Fez — Inaugurated on October 30, the exhibition positions four distinct visual languages in dialogue while foregrounding a shared continental identity. 

Curatorial notes and coverage emphasize the show’s intent to map memory, everyday life, and imagined worlds across North and Sub-Saharan perspectives. 

The run from October 30, 2025 to February 28, 2026 was confirmed by organizers and local media. 

Hosted at the Galerie Banque Populaire within the Banque Populaire Rabat-Kénitra network, the program underscores the bank group’s long-running support for cultural initiatives. Adil Rzal, who chairs the bank’s regional board, framed the four artists as embodying the “plurality and strength” of contemporary African creation, with works that “inscribe memory and creativity in the present while opening widely to the world.” 

The selection invites audiences into contrasting sensibilities. Baddou’s canvases channel music-infused intuition to probe the tensions of modern life; Berhiss, a self-taught Essaouira native, guides viewers through interior, dreamlike terrains. Camara Gueye paints Dakar’s daily rhythms with luminous sincerity, while Ilanga’s portraits summon the textures of memory and the African imaginary. Together, they sketch a panorama of African contemporaneity that is rooted, yet outward-looking. 

The opening night gathered artists, patrons, and cultural figures in Rabat, with organizers framing the show as part of a wider push to platform African voices in Morocco’s capital. The launch also aligns with a season of institution-led exhibitions that position Rabat as a hub for regional exchange and discovery. 

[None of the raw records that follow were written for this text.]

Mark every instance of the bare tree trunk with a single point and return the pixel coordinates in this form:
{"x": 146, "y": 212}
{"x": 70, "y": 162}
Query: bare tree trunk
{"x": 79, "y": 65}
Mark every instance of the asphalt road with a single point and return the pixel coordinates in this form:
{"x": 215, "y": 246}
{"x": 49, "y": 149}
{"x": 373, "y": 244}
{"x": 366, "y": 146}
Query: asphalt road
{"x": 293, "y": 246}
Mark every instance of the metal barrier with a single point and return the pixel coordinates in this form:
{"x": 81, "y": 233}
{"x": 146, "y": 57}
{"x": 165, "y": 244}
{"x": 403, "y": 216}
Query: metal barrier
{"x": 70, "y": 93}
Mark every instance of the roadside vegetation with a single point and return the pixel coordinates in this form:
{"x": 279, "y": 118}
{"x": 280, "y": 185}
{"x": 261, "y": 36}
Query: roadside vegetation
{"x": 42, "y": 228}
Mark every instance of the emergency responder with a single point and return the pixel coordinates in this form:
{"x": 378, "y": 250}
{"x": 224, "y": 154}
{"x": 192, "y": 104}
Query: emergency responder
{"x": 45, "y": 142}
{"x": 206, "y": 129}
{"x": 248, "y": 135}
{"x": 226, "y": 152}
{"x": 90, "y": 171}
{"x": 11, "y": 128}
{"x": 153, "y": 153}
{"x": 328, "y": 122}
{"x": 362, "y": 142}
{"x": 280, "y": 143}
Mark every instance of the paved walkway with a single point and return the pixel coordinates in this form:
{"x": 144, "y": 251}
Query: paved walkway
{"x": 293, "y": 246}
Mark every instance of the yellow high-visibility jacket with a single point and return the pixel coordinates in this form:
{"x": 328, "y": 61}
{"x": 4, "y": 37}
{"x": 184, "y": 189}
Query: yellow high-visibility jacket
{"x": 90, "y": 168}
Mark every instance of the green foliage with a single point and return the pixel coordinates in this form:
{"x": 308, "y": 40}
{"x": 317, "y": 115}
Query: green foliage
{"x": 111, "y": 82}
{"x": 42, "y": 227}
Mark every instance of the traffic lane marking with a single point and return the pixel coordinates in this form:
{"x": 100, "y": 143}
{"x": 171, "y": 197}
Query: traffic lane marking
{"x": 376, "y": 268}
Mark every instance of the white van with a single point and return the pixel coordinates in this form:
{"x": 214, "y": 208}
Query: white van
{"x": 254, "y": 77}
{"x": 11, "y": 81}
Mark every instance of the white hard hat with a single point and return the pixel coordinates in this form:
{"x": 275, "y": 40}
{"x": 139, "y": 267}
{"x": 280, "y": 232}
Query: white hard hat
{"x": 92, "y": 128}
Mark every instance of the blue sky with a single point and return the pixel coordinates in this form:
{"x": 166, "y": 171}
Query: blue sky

For visitors, “Quatre voix, une terre” offers an accessible point of entry into the continent’s current visual conversations — bridging geographies and generations without flattening differences. The juxtaposition of techniques and subjects rewards slow looking: traces of musicality in Baddou, the oniric pull of Berhiss, Camara Gueye’s street-level warmth, and Ilanga’s layered portraiture. In a city where museum and gallery calendars are increasingly dense, this focused quartet gives audiences a compact, high-signal survey. 

The show remains open in Rabat through February 28, 2026. Practical information — including opening hours and access — can be obtained directly from the Galerie Banque Populaire and Banque Populaire Rabat-Kénitra’s communications. Media materials and reporting from Le360 and the Maghreb Arab Press confirm the exhibition dates, lineup, and opening-night context.